Real time prediction of bitcoin price using LSTM framework

Keywords: Python network REST

Warm tip: this case is only for learning and research purposes, and does not constitute an investment proposal.

The price data of bitcoin is based on time series, so the price prediction of bitcoin is mostly realized by LSTM model.

Long term short-term memory (LSTM) is a kind of deep learning model especially suitable for time series data (or data with time / space / structure order, such as movies, sentences, etc.), which is an ideal model to predict the price trend of cryptocurrencies.

In this paper, we mainly write data fitting through LSTM to predict the future price of bitcoin.

Libraries needed for import

import pandas as pd
import numpy as np

from sklearn.preprocessing import MinMaxScaler, LabelEncoder
from keras.models import Sequential
from keras.layers import LSTM, Dense, Dropout

from matplotlib import pyplot as plt
%matplotlib inline

Data analysis

Data loading

Read daily transaction data of BTC

data = pd.read_csv(filepath_or_buffer="btc_data_day")

You can get 1380 pieces of data by viewing the data. The data consists of Date, Open, High, Low, Close, Volume(BTC), Volume(Currency) and Weighted Price. Except for the Date column, the rest of the data columns are of the float64 data type.

View the data in the first 10 rows


Data visualization

Use matplotlib to draw Weighted Price to see the distribution and trend of data. In the figure, we found that there is a section of data 0. We need to confirm whether the data is abnormal.
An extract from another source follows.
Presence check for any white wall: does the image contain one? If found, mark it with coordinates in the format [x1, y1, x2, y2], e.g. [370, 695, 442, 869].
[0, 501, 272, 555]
plt.plot(data['Weighted Price'], label='Price')

Abnormal data processing

First, check whether the data contains nan data. You can see that there is no nan data in our data

Date                 0
Open                 0
High                 0
Low                  0
Close                0
Volume (BTC)         0
Volume (Currency)    0
Weighted Price       0
dtype: int64

Look at the 0 data again. You can see that our data contains 0 value. We need to process the 0 value

(data == 0).astype(int).any()
Date                 False
Open                  True
High                  True
Low                   True
Close                 True
Volume (BTC)          True
Volume (Currency)     True
Weighted Price        True
dtype: bool
data['Weighted Price'].replace(0, np.nan, inplace=True)
data['Weighted Price'].fillna(method='ffill', inplace=True)
data['Open'].replace(0, np.nan, inplace=True)
data['Open'].fillna(method='ffill', inplace=True)
data['High'].replace(0, np.nan, inplace=True)
data['High'].fillna(method='ffill', inplace=True)
data['Low'].replace(0, np.nan, inplace=True)
data['Low'].fillna(method='ffill', inplace=True)
data['Close'].replace(0, np.nan, inplace=True)
data['Close'].fillna(method='ffill', inplace=True)
data['Volume (BTC)'].replace(0, np.nan, inplace=True)
data['Volume (BTC)'].fillna(method='ffill', inplace=True)
data['Volume (Currency)'].replace(0, np.nan, inplace=True)
data['Volume (Currency)'].fillna(method='ffill', inplace=True)
(data == 0).astype(int).any()
Date                 False
Open                 False
High                 False
Low                  False
Close                False
Volume (BTC)         False
Volume (Currency)    False
Weighted Price       False
dtype: bool

Look at the distribution and trend of the data. At this time, the curve is very continuous

plt.plot(data['Weighted Price'], label='Price')

Partition of training data set and test data set

Normalize data to 0-1

data_set = data.drop('Date', axis=1).values
data_set = data_set.astype('float32')
mms = MinMaxScaler(feature_range=(0, 1))
data_set = mms.fit_transform(data_set)

Divide test data set and training data set by 2:8

ratio = 0.8
train_size = int(len(data_set) * ratio)
test_size = len(data_set) - train_size
train, test = data_set[0:train_size,:], data_set[train_size:len(data_set),:]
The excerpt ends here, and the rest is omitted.